Noise Canceling
Market squares have always been noisy places. I don’t care if it is a bazaar in Kabul or an Amazon customer discussion group. Whenever there are buyers and sellers, it gets loud.
This is a problem for marketers. Basic communications theory says that there is a transmitter (the marketer), a receiver (the buyer) and noise in between. The more noise there is the less signal (your marketing messages) that get through to the buyer.
The internet has made the situation both better and worse. Good marketers can precisely target their buyers in digital media. The problem is so can lousy marketers. Your perfect solution for a buyer’s point problem will not be heard if you are one of a million inbound messages. People aggressively filter, preferring the lost opportunity of hearing your message to the alternative of not hearing everybody’s message.
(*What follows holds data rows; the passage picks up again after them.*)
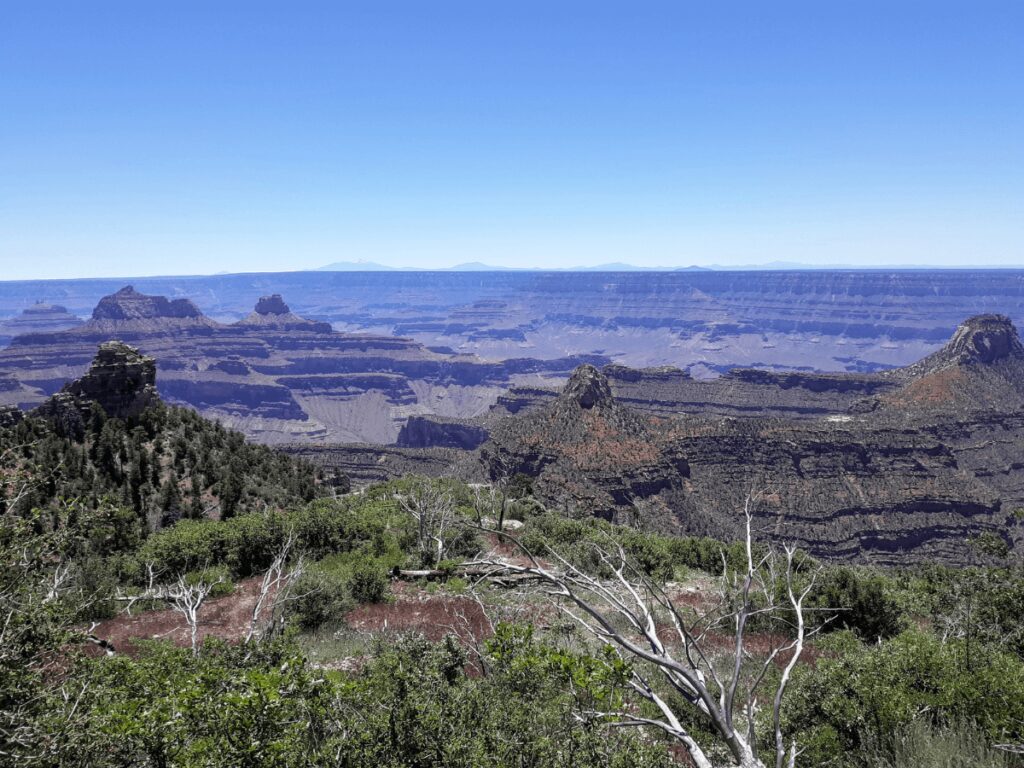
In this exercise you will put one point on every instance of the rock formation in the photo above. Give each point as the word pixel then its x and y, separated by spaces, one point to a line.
pixel 705 323
pixel 121 381
pixel 39 317
pixel 275 376
pixel 921 461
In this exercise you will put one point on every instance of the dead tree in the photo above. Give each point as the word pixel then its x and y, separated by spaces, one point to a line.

With so many products and services being sold non-stop through TV, radio, the Net, print (remember print?), skywriters and other media, it is becoming increasingly desirable to tune out. As a species we may devolve by willingly losing our peripheral awareness for the sake of a little quiet.
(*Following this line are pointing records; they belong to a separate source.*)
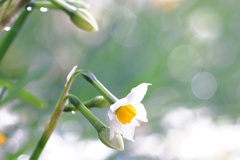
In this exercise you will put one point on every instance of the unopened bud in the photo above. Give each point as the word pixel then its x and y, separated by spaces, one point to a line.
pixel 84 20
pixel 79 16
pixel 115 143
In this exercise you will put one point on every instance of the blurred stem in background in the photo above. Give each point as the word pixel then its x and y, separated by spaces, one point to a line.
pixel 11 15
pixel 50 126
pixel 10 35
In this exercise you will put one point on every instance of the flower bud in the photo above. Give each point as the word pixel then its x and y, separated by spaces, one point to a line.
pixel 98 102
pixel 115 143
pixel 79 16
pixel 84 20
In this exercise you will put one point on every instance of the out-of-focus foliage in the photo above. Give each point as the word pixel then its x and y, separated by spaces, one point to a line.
pixel 187 49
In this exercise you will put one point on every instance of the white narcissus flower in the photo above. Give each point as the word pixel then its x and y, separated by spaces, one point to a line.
pixel 125 113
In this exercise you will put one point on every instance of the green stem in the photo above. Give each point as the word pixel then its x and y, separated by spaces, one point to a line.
pixel 10 35
pixel 50 126
pixel 97 124
pixel 49 4
pixel 99 86
pixel 46 4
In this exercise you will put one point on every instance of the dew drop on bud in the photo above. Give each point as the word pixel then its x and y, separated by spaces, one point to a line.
pixel 43 9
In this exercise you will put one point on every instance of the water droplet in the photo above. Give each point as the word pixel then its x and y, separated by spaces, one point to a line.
pixel 29 8
pixel 43 9
pixel 7 28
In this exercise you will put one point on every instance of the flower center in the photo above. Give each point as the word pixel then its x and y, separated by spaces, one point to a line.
pixel 126 113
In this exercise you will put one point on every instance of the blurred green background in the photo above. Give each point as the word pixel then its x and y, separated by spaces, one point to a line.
pixel 187 49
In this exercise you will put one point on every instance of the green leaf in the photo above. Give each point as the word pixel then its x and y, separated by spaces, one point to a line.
pixel 16 91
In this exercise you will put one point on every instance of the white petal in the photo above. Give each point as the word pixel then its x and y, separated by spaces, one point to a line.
pixel 119 103
pixel 71 73
pixel 115 126
pixel 141 112
pixel 128 130
pixel 136 95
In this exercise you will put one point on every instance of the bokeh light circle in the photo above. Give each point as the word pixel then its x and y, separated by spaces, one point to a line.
pixel 184 62
pixel 204 85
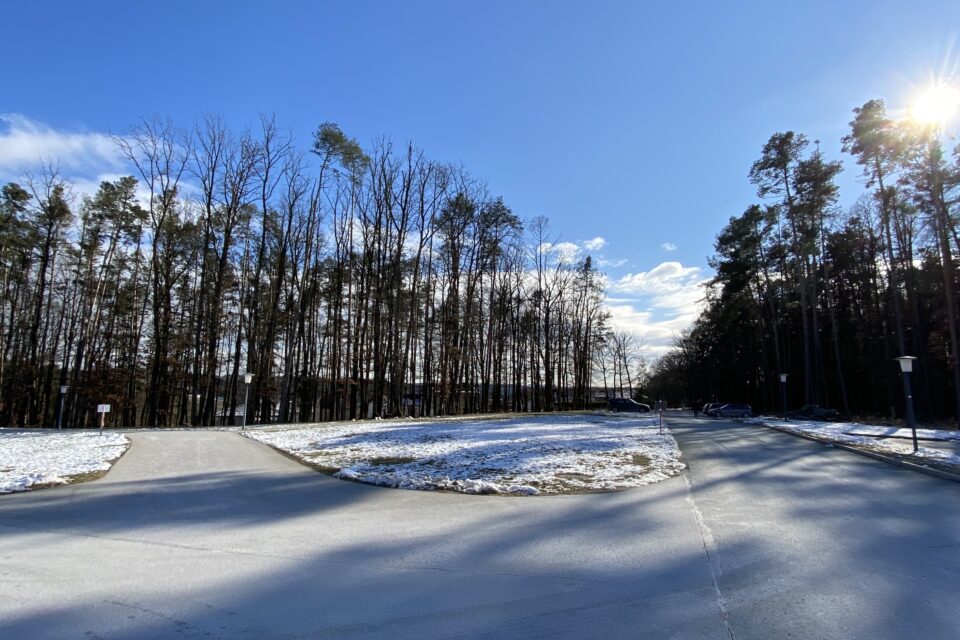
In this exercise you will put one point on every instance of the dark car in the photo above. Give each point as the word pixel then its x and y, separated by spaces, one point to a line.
pixel 733 411
pixel 626 404
pixel 710 408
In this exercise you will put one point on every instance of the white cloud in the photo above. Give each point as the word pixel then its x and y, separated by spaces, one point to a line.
pixel 657 305
pixel 595 244
pixel 565 251
pixel 604 262
pixel 666 277
pixel 26 143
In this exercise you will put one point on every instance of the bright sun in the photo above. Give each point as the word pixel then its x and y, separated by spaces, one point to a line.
pixel 936 105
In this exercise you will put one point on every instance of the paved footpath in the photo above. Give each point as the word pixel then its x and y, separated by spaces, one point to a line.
pixel 209 535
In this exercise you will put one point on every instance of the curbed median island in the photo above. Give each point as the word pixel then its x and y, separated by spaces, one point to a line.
pixel 528 455
pixel 34 459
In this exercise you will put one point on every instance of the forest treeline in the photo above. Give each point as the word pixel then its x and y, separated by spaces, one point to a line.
pixel 351 283
pixel 831 297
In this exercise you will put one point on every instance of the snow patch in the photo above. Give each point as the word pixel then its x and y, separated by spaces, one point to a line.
pixel 528 455
pixel 31 458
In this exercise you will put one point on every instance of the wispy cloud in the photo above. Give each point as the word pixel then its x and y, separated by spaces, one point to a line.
pixel 565 251
pixel 595 244
pixel 657 305
pixel 604 262
pixel 25 144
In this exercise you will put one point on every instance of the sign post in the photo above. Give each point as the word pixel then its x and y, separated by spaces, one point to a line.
pixel 103 410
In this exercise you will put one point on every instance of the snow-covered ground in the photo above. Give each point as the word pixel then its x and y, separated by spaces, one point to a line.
pixel 29 458
pixel 520 455
pixel 882 439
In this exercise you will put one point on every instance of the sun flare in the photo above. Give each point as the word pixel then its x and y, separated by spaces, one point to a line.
pixel 936 105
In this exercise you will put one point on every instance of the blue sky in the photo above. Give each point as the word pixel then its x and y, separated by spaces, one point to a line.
pixel 633 122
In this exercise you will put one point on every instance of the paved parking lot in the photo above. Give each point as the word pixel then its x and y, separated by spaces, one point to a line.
pixel 209 535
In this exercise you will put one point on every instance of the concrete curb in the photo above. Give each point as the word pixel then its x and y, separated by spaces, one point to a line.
pixel 898 462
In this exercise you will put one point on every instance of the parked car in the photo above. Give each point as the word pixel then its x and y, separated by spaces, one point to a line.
pixel 814 412
pixel 710 408
pixel 626 404
pixel 734 411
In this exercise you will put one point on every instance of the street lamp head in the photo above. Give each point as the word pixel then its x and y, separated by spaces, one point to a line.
pixel 906 363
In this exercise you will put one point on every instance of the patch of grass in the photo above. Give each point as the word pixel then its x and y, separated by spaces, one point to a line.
pixel 86 477
pixel 389 462
pixel 641 460
pixel 573 476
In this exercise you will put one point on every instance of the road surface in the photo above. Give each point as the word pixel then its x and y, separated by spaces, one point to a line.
pixel 209 535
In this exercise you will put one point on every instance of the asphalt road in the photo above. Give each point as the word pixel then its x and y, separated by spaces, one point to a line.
pixel 210 535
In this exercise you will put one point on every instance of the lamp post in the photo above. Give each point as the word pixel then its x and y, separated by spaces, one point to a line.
pixel 783 393
pixel 247 378
pixel 906 367
pixel 63 394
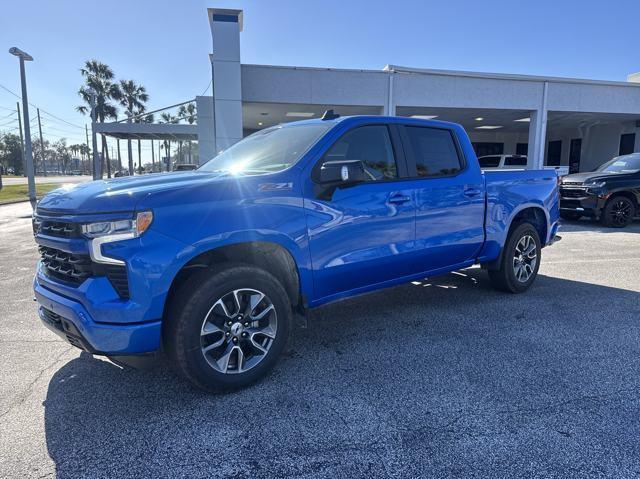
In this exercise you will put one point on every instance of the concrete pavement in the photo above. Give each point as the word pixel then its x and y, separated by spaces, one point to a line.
pixel 45 179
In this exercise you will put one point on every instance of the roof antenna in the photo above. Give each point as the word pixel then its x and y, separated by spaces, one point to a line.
pixel 330 115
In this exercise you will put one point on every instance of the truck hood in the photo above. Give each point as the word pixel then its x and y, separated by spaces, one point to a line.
pixel 118 194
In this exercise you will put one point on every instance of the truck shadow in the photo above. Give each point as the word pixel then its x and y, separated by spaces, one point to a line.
pixel 373 381
pixel 591 225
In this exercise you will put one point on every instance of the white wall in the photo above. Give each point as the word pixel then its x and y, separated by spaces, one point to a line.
pixel 510 140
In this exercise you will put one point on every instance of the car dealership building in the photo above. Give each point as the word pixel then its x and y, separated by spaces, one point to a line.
pixel 555 121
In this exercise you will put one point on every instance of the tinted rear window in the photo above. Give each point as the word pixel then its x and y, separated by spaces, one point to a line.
pixel 434 150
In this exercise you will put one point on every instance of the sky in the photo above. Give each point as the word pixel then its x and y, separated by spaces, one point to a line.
pixel 164 44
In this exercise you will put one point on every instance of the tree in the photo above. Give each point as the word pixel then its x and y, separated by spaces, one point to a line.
pixel 188 113
pixel 85 151
pixel 99 81
pixel 143 119
pixel 133 98
pixel 11 153
pixel 62 154
pixel 168 118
For marketers, there are three basic alternatives to getting past all this noise:
Get Loud: If violence is the first resort of the stupid, getting loud and obnoxious is the first resort of green marketers. The loudest person in the room will indeed get noticed, but will also be the most reviled. It may well be the best approach for late night infomercials and street-side barkers, but not for real marketers.
Find Their Secret Quiet Places: With people increasingly tuning out, the only places left to pitch products are where people have not pitched them before. I should not have been stunned the first time I ever saw an advertisement framed over a urinal in a stadium men’s room, but it made perfect sense. This was one of the last places where people had the perfect disconnection – staring at a blank wall (men dare not look elsewhere). But there are a decreasing number of relevant quiet places to where buyers escape, and they may well resent you being there with them.
Perfect Frequency: In music recording, producers know that no two instruments can share the same frequency – it muddies the sound, much like current promotional overload muddies all messages. During mix-downs some instruments are confined to very narrow frequency ranges so they don’t compete with others. This way, the instrument can be heard distinctly, not a grain of dirt in a mud puddle.
Precision in messaging is finding that perfect marketing frequency. It passes through market place noise, resonating in the buyer’s ear and being recognized as a desirable sound.